United Kingdom, United States; 1979
Directed by Ridley Scott; produced by Gordon Carroll, David Giler, Walter Hill; screenplay Dan O'Bannon
Starring Tom Skerritt, Sigourney Weaver, Veronica Cartwright, Harry Dean Stanton, John Hurt, Ian Holm



Below you will find a temporary review for this film. The real (better, more complete) review will be online very soon.

'Alien' is one of those films that shows why most of today's sci-fi horror films are not scary. This film knows that things are a lot scarier when you do not show exactly what we are dealing with, it knows that it is scary up until we see the creature (or killer), not during and after. In the last couple of years only 'Signs' has taken this approach as well, also very successful.

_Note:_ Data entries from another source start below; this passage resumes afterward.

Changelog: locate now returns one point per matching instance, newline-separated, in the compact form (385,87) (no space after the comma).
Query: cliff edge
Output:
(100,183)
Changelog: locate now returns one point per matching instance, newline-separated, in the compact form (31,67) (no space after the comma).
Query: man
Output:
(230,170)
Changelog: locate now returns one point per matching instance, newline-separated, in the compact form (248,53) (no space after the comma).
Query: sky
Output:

On board of a space ship a couple of men and women wake up too early to investigate a strange signal that comes from a nearby planet. On the planet they find a strange species and one of the creatures attaches itself to Kane (John Hurt). After a while it lets go and the man seems fine before his stomach explodes and a baby creatures jumps out of the dead man.

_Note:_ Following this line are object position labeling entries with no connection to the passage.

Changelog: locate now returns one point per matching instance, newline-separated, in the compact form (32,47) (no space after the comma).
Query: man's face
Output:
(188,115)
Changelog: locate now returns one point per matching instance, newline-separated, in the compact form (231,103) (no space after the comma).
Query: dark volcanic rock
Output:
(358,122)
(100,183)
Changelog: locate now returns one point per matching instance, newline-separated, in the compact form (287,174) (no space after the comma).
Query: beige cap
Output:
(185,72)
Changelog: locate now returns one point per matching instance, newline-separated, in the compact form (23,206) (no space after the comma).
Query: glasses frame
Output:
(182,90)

Other members of the team named Dallas (Tom Skerritt), Ripley (Sigourney Weaver), Lambert (Veronica Cartwright), Brett (Harry Dean Stanton) and Ash (Ian Holm), who seems to have his own priorities, now want to catch the thing before it will do more harm. Slowly they learn more about the alien. It has grown a lot faster than expected, it has blood that burns through anything and it seems to be a predator that only wants to wipe out those who threaten it, to give some examples.

Director Ridley Scott handles the material perfectly. He uses the usual tricks to create suspense but he knows how to make it work. He starts of slowly, introducing the characters and let us learn more about the ship they are on. Before the creature attaches itself to Kane we already have seen a lot of 'Alien' and we more or less understand how everything works and who is who and why. When the alien is out of Kane's body it is interesting to see how especially Ripley simply wants to kill the thing, instead of investigating what it really is and can, as Ash suggests.

'Alien' is an intelligent film and on the same time it is the sci-fi thriller where something scary can jump in front of the camera at any moment. Scott knows how to combine something intelligent with the simple kind of entertainment and the result is pretty impressive.